Elle m'accueille en criant, J'écoute les baleines ! Elle a une passion pour elles. Son mari, un Portugais de Paris (elle vit six mois là-bas, six mois ici), vient de lui envoyer sur cassette les chants de baleines que j'ai moi aussi, sur disque : exactement le fond sonore qu'il fallait, avec ses couleurs étranges, pour visiter l'antre de la magicienne.

Dans tout ce bric-à-brac, nulle trace d'affectation. Zyrànna est profondément elle-même ; excentrique avec simplicité. Ce matin elle est maquillée de mauve et de brun, vêtue de noir, de vert, de jaune, et porte malgré la chaleur un cache-col à carreaux rouge et noir. Quand elle est sortie tout à l'heure pour acheter des oranges, elle a quitté ses charentaises (assorties au cache-col) pour des pataugas.

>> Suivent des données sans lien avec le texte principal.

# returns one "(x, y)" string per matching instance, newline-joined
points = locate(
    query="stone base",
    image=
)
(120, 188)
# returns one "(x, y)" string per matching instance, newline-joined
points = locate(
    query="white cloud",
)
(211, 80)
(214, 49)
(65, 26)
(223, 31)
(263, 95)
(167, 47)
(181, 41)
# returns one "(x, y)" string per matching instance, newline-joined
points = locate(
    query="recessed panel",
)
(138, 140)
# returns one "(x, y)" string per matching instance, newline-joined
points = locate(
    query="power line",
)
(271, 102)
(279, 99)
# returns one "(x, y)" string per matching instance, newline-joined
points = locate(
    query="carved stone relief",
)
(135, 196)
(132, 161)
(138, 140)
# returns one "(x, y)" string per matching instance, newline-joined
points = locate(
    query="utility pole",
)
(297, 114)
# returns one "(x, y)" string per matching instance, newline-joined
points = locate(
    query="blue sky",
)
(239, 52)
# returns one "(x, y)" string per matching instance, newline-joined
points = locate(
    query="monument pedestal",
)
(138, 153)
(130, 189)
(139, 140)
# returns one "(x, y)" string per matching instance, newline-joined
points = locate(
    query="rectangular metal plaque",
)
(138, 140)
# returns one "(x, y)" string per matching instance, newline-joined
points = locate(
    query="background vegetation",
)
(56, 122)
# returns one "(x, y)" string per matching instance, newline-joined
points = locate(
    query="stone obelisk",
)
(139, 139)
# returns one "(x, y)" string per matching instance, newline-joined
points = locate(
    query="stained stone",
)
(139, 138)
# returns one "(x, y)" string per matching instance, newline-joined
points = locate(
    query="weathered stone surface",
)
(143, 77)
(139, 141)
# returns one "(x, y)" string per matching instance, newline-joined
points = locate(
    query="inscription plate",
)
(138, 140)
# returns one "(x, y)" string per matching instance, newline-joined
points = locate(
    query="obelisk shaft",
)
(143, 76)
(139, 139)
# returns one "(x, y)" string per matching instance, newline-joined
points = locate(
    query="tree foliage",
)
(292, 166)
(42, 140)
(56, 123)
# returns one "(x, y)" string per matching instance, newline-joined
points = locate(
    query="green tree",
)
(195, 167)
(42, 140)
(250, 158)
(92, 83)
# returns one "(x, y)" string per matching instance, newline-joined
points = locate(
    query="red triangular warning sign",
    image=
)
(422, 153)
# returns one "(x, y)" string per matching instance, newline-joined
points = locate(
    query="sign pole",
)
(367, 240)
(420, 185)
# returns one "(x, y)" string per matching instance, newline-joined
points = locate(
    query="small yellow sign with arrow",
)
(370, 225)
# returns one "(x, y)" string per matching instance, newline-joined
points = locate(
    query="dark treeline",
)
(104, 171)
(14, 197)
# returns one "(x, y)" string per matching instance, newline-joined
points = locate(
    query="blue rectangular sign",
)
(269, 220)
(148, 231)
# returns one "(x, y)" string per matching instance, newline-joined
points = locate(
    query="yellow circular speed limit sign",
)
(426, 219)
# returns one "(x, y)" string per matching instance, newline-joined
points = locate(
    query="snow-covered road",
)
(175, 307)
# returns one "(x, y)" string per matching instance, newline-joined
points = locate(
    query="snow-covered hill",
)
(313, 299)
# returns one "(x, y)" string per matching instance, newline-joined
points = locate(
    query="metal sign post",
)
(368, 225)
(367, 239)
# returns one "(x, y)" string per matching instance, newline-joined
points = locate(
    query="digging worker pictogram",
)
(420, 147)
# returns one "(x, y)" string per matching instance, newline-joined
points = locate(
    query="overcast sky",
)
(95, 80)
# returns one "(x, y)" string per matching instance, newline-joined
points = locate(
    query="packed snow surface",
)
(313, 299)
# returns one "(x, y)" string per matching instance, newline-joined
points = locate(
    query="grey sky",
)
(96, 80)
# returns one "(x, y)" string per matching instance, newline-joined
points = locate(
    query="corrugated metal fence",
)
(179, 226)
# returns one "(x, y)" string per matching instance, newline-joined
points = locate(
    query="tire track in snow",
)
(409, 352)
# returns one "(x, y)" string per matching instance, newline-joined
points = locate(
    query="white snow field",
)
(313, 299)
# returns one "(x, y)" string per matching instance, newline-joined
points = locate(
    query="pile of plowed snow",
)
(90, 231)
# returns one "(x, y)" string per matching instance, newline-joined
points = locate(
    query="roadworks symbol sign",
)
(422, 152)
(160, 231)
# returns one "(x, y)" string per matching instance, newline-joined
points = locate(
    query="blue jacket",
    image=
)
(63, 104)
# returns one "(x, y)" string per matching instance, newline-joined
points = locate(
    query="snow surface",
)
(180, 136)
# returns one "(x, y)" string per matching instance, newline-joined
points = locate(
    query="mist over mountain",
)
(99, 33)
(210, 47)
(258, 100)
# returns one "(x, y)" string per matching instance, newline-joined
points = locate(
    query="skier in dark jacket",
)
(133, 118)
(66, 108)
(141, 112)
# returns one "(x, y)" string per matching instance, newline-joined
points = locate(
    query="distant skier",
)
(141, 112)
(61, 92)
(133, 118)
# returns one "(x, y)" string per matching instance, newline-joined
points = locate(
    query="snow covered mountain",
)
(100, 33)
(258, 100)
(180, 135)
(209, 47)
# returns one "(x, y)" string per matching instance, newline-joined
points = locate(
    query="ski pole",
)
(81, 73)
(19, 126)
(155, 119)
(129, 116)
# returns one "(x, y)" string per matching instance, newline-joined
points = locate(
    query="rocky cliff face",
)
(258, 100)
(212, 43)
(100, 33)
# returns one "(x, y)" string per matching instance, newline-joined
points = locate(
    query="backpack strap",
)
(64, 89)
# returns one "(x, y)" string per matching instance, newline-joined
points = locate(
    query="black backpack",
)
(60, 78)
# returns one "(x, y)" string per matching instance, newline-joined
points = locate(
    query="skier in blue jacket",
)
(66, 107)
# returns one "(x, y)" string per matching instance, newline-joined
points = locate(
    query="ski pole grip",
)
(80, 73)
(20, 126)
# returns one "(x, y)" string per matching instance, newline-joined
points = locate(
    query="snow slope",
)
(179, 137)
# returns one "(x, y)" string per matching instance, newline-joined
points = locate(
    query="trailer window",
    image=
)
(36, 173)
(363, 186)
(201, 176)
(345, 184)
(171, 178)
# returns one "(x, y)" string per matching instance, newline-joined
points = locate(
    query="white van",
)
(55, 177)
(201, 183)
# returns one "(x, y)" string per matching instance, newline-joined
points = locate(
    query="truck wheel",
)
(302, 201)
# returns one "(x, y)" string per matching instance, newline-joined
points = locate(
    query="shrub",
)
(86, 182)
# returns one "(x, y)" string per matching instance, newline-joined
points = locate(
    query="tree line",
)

Elle est plongée dans son grand roman, qui sera long de 700 pages et lui prendra sept ans. Elle me montre ses brouillons-labyrinthes où s'entremêlent encres roses, vertes ou brunes. Elle nage là-dedans comme une baleine dans l'océan. (Sauf qu'elle est maigre comme un clou. Pense-t-elle à manger ?) Elle écrit et ne fait rien d'autre. Ne sort presque pas. Semble heureuse.